Boundary Waters should be open to everyone

by Jeffrey

The debate about the Boundary Waters Canoe Area Wilderness is once again heating up. Attempts to federally mediate a solution to this 33-year-old conflict have failed. A settlement can only come from Washington, D.C., where the legislation originated.
In 1964, then-Senator Hubert Humphrey included the area now known as the BWCAW in the National Wilderness System. He recognized the uniqueness of the Boundary Waters and promised the people living near this area that they would always have motor access on Basswood, an extremely large lake in the wilderness system, popular among fishermen.
Congress designated the 1,075,500 acres in northern Minnesota in 1978 as the nation’s only lakeland-based federal wilderness area. The Boundary Waters Canoe Area Wilderness Act also included commitments allowing motorized use of select lakes and portages, but contained several errors.
The act divided lakes into nonmotorized and motorized ones, and included limits on horsepower allowed. Some of these lakes were declared partially motorized with only an imaginary line separating the two sides. These imaginary lines need to be addressed. They are hard to enforce, and it is difficult for the users to know where the boundaries lie.

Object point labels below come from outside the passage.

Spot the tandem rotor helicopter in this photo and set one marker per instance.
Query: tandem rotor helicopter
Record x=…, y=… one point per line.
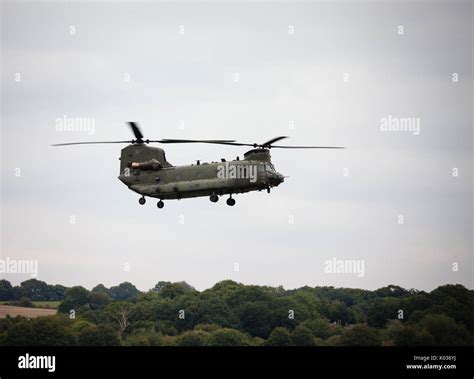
x=145, y=170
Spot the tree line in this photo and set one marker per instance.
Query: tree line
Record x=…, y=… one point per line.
x=234, y=314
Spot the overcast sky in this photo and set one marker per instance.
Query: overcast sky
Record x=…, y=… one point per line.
x=323, y=73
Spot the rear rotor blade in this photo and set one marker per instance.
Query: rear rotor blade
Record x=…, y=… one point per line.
x=308, y=147
x=273, y=140
x=167, y=140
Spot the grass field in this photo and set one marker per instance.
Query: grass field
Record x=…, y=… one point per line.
x=9, y=310
x=40, y=304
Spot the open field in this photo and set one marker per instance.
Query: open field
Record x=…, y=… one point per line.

Modest and common sense reforms need to be made to the Boundary Waters Canoe Area Wilderness Act. The Boundary Waters contain 1,175 lakes for all people to enjoy. Five of these lakes are extremely large: Basswood, Birch, Saganaga, Sea Gull and Lac La Croix. These lakes are currently both motorized and nonmotorized. These five lakes are too large and often too dangerous to canoe across. Providing motor access to all parts of these lakes is the only reasonable solution. This would provide for the transport of canoeists to their entry points without encountering the large and treacherous whitecaps produced by the wind.
Access to the Boundary Waters also needs to be addressed. A portion of the 1978 legislation provided motor vehicle access to three specific portages. The related clause expired in 1984, but motorized access was not supposed to end if the federal government could determine that “there is no feasible nonmotorized means of transporting boats across the portages.”

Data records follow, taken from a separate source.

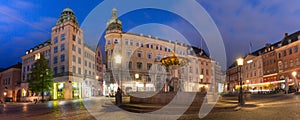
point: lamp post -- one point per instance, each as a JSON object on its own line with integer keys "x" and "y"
{"x": 240, "y": 62}
{"x": 247, "y": 81}
{"x": 118, "y": 61}
{"x": 136, "y": 77}
{"x": 201, "y": 81}
{"x": 295, "y": 81}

The key word in this debate is “feasible.” These three portages have their own unique obstacles: Prairie Portage has a dangerously steep hill, Trout Lake Portage is often too muddy to transport a boat by nonmotorized means and the problem with Four Mile Long Portage is self-explanatory.
The 8th District Court of Appeals bowed to political pressure in 1982 and closed these portages without ever seeing them. They relied on the testimony of environmental exclusionist groups and video tape to make their decision. The court’s ruling has not only limited access to the young and strong, but also congested entry points by forcing most visitors to attempt Prairie Portage’s steep hill.
I spent this past summer working at Prairie Portage. In my opinion, crossing this portage is neither practical nor feasible, and is, in fact, quite dangerous.
The steep hill at the base of Sucker Lake dubbed “Heart Attack Hill,” represents a hazard for all those using the portage. Portaging an average 16-foot fishing boat requires a team of strong young men. The average family cannot portage themselves safely, and motorized portages are the only means for the elderly and disabled to enjoy this natural treasure.
Two Minnesotans, Sen. Rod Grams, R-Minn., and Rep. James Oberstar, DFL-Minn., of the 8th District, have attempted to provide a bipartisan solution to this heated conflict. Their proposal would provide the common sense reforms needed — including those I have suggested — and would allow local input to ensure that the people who use this resource have a say in its management. The two lawmakers’ attempts to provide reforms, however, have been blocked by environmental exclusionist groups wishing to keep the area to themselves.
The time has come for Congress, led by the Minnesota delegation, to work out a solution and provide access to the Boundary Waters. Sen. Paul Wellstone, DFL-Minn., needs to recognize that his proposed mediation has produced no solution, and he should take a stand for common sense reforms. Wellstone should visit these portages and see for himself the perils they pose, because reasonable access to these lakes and the classification of the five large lakes as motorized lakes, need to be addressed.
The experience of local users should be heard in an attempt to bring about a resolution to this conflict. The Boundary Waters Area shouldn’t be an elitist sanctuary for the sole enjoyment of the young and strong of this nation.

Jeffery W. Bloemker is a CLA junior.